As long as we don't have NE or East winds we should not have to worry about the blow.

Bob


----------



## mcanes1 (Jan 22, 2003)

Bob, fish fanatic jr. will be fishing with me as well.


----------



## Big K (Jan 13, 2003)

I'm in as long as the boss (my wife  ) doesn't change my plans. 

Oh yeah...YoungBlood will be in with me and another to be named later.

Thanks!

Big K.


----------



## twoatatime (Jan 4, 2004)

Bigdraz and myself are possibly thinking of camping out somewhere in the area Sat night. We would fish a couple of hours in the morning and make it home in time to put in our time. If anyone is interested, let me know, and i will make reservations for everyone.


----------



## Mullins Sports And More (Dec 13, 2002)

Count us in on the fun! If anyone needs a place to camp or store a boat while your up here, contact me, I have lots of room! Looking forward to seeing everyone!
Mike


----------



## ficious (Aug 28, 2002)

Bob,

Still hoping to make this one, hope to have the boat ready AND have the time. Too much work is better than not enough I suppose. Are we going to have to move to HB or Lex??

Harry


----------



## kingfisher 11 (Jan 26, 2000)

I have not got my boat out yet for its maiden voyage just to make sure things work. I just got it completely loaded tonight. Thought about going in the morning.

I have no problem moving this to somewhere else. What ever the general consencious is. I know there always tourneys going on in each port during the spring.

I have never fished Harbor Beach or Lexington. Would either be better for wind directions?

Bob


----------



## twoatatime (Jan 4, 2004)

If there is a tourney in Port Sanillac, then why not meet and launch at Lexington? Does anyone know if there is a tournament there also? This is actually 10 miles closer than Sanillac anyways. There is plenty of room there as well. 

Also, is the list of people all groups with boats or just single people?


----------



## ficious (Aug 28, 2002)

WooooHoooo!!!!!!! Have the weekend off and also have clearance for takeoff from the tower. Now just hope for acceptable weather. 

Lex or HB?? Both will be hosting tourneys too I think. Both have room, but HB may be more truck/boat friendly, but Lex is closer for most. I have a couple of 8 x 10' canopy's if needed.

Harry


----------



## kingfisher 11 (Jan 26, 2000)

I said I will go with what the gerneral consecious is. I have not heard many replies.
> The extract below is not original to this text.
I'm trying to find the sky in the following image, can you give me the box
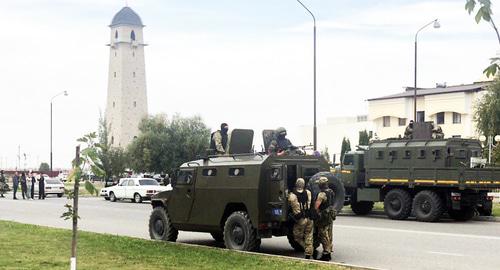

Sanilac is easier for me and almost straight across. I am always open to trying a new port though. I may have to get my crew together and pre fish that before the tourney. Never been out of Lexington.

Harry
What are you referring to when you say you have clearance for takeoff from the tower?

Bob


----------



## ficious (Aug 28, 2002)

I'm being let out on "good" behavior. We have some serious illness in my wife's family right now, I'll explain in a PM later. I like PS too, but it sounds kinda crowded that weekend. I'll be glad to be on the water anywhere.

Harry


----------



## kingfisher 11 (Jan 26, 2000)

Same here, that is why I have not moved it or decided where we should fish until I get a few suggestions from the guys who are in it.

If you guys want me to just move it or decide to stay let me know.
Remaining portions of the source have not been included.